So, once again as often seems to be the case, I start writing a blog and then something sparks a new one so this is a rejig of my original thoughts.
It’s been an intense week and this morning I have blown up. There’s been two days during the week prior to this that I was thoroughly on the edge and this morning I have taken a running jump over it. It always feels like you are getting one aspect of your life together and the rest of it is, to put it bluntly, an absolute shit show.
I’ll start from the beginning.
I started my new job this week and it’s already seemingly everything I was after in a new role or opportunity. It’s diverse, exciting, lots to learn, lots of prospects, the people are lovely and there is a lot of opportunity for autonomy and creative control. So, at this point you’re probably wondering how I could have been edgy, upset and finally explode this morning? I’ve got what I wanted. The start of a real career. The start of my success. I was getting told these really lovely things by my new director. I have a calming aura about me apparently and I have a lot of potential. I have never really been complimented by an employer in this way before and it was so nice to hear.
It was also overwhelming. The fear kicked in. What happens if all the faith my colleagues have in me is incorrect? The thing that really got to me was something a family member had said to me at the weekend. They attributed my success at interview to the fact I am on a (very low dose) of antidepressant for my anxiety. This then proceeded to ring in my ears after the praise because I feared the praise wasn’t warranted because it wasn’t me, it was the tablets.

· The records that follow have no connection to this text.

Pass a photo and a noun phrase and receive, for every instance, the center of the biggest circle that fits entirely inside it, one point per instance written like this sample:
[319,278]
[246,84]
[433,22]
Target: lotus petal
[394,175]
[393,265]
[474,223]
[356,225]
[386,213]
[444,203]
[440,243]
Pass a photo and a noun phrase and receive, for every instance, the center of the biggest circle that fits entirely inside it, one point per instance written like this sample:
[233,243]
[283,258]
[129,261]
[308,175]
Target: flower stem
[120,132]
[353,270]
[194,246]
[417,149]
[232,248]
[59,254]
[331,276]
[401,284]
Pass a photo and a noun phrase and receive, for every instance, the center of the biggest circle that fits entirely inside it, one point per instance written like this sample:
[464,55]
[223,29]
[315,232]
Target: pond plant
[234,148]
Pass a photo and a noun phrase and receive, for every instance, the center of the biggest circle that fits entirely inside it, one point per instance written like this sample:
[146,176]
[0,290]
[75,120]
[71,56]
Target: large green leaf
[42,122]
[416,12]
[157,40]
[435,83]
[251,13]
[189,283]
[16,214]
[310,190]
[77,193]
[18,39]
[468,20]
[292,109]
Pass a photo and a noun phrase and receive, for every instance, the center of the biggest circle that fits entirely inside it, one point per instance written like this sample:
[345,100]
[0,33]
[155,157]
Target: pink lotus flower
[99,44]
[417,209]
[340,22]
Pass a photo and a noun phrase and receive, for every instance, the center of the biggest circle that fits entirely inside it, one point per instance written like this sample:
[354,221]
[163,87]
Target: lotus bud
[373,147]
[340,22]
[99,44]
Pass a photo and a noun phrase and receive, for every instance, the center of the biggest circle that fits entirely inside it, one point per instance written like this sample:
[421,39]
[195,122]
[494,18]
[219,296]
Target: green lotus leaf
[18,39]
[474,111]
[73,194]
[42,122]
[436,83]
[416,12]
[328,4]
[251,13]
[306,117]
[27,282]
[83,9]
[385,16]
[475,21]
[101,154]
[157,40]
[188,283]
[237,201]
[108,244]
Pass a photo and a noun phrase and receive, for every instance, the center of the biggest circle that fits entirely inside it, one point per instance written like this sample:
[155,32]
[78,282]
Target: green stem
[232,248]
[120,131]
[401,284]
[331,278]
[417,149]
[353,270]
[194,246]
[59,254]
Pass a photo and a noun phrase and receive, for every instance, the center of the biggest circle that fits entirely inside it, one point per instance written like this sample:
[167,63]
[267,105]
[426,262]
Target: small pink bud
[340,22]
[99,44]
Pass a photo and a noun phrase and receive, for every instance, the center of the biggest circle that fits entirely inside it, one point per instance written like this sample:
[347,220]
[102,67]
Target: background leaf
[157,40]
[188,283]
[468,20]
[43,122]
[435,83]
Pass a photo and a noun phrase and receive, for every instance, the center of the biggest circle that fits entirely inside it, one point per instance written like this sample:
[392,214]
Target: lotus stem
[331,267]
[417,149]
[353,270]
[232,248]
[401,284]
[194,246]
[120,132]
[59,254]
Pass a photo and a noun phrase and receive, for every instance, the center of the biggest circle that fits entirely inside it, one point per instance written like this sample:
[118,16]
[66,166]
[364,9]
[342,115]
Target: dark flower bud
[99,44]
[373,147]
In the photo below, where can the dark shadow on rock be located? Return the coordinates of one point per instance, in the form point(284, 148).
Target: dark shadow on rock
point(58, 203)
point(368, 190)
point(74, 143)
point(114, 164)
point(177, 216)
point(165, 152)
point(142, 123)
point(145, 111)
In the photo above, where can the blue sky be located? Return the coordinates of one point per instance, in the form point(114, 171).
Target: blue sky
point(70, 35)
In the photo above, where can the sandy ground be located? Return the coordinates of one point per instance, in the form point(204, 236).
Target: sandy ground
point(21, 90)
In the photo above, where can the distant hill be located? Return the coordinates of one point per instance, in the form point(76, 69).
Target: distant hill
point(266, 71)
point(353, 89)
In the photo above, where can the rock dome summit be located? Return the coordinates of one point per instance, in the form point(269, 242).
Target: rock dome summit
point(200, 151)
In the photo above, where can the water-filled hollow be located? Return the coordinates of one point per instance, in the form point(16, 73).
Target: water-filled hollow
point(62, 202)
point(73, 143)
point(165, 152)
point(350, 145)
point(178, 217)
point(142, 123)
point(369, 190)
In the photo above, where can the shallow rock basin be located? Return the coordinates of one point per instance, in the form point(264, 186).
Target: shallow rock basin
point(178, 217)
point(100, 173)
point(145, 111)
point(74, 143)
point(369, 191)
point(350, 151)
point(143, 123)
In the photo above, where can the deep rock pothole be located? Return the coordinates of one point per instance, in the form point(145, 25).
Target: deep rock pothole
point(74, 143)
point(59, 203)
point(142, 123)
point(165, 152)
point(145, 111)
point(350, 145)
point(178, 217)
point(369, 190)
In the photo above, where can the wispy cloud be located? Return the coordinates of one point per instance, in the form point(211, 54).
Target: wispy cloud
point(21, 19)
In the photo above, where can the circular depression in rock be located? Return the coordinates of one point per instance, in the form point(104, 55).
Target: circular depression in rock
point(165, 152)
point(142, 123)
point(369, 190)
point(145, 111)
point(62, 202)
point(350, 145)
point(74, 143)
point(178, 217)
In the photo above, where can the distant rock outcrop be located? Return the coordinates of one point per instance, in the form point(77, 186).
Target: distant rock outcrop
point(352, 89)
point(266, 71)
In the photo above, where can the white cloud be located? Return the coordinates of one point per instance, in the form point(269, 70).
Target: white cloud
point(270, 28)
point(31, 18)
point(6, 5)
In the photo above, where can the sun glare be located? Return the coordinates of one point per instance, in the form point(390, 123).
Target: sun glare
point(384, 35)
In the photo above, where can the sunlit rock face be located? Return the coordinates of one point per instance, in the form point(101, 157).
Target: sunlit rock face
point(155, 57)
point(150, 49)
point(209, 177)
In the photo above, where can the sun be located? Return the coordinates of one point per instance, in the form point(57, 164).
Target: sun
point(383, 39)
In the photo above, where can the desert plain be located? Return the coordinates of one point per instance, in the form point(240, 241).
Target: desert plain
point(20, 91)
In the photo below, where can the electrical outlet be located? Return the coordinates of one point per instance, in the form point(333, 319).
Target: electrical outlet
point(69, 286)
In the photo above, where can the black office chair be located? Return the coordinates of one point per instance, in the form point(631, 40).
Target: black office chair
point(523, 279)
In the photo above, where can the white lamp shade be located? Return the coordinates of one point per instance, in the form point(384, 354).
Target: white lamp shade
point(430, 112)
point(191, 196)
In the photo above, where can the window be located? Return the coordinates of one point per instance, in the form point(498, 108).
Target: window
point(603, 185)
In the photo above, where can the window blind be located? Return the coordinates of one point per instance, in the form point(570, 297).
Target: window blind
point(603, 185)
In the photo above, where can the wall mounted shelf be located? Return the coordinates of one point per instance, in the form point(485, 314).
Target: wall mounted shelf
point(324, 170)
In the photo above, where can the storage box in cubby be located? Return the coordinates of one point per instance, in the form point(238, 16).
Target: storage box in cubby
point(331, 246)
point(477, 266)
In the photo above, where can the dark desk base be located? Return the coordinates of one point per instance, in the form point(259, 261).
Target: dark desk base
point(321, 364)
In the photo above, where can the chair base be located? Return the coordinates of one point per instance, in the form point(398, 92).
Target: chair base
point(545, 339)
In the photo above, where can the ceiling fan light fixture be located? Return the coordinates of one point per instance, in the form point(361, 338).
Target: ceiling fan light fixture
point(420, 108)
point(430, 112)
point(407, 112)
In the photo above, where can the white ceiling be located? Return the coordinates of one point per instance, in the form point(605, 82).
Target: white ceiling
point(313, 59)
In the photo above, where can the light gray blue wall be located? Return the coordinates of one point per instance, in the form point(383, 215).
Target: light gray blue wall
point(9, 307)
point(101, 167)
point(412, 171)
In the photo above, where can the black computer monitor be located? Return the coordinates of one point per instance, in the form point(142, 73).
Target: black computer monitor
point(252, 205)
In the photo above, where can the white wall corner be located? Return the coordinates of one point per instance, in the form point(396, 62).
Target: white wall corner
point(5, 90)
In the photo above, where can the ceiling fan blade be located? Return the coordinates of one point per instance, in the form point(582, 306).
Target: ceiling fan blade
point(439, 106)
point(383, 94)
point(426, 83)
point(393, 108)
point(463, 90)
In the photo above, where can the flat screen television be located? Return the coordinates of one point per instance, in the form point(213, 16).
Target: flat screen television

Thankfully a couple of things stopped me in this fear spiral. Talking to someone about it was the main one. Living on your own can sometimes make you realise how important it is to feel like you have people to talk to. As adorable as my cat is, she’s not much of a conversationalist. This person was able to highlight to me that they agree with the calming ‘aura’ that I have when I am at my best and it’s nothing to do with any tablets. I am right to be excited and it’s normal to be overwhelmed. Sometimes I forget that I am human.
The other thing that has helped was that I have started to read Vanessa Van Edwards book called Captivate. Vanessa is a behavioural investigator in her self-made research lab. She said in her book about how ‘fake it until you make it’ doesn’t work. People simply don’t like fakers and they can sense one a mile off. Confidence is contagious, and so is lack thereof. People are not easily fooled. This got me thinking about what my family member had said and how it wasn’t true. My small dose of antidepressant will not mask me or change who I am as a person. I am not defined by the tablets I take or by my low points, and what my family member said to me wasn’t true. I work hard. I research, I hone my applications, I prepare for interviews. Getting this job was important to me and I worked for it. I deserve it and I deserve it on my own merit.
So, I am feeling good about work, excited to grab the bull by the horns and get the career I have always wanted. So, where’s the shit show I mentioned? Why did I jump over the edge this morning? I just screamed at my best friend on the phone. We have been spending so much amazing time together and there have been moments I would never change for the world. But today I realised they don’t really know me, or they do but there was a certain aspect they chose to ignore. This is probably really unfair of me to say as I know I put too much expectation on them. This event scares me and makes me fear I am not doing well. I know I have come so far, the last few months, I know I have. I feel I have. And to carry on without the support of this person terrifies me. I get scared that I can’t do it without them. But I am strong. I know I am.
There’s good and bad in this week. I really hope that one day I will learn not to expect people to feel the same as I do. I just end up feeling stupid every time. Having said this, I won’t let the bad in this week stop the progress I have made and just use it as more motivation. I just hate the thought of doing it without my best friend. I hate the reality. But the pretending is always fun whilst it lasts, isn’t it?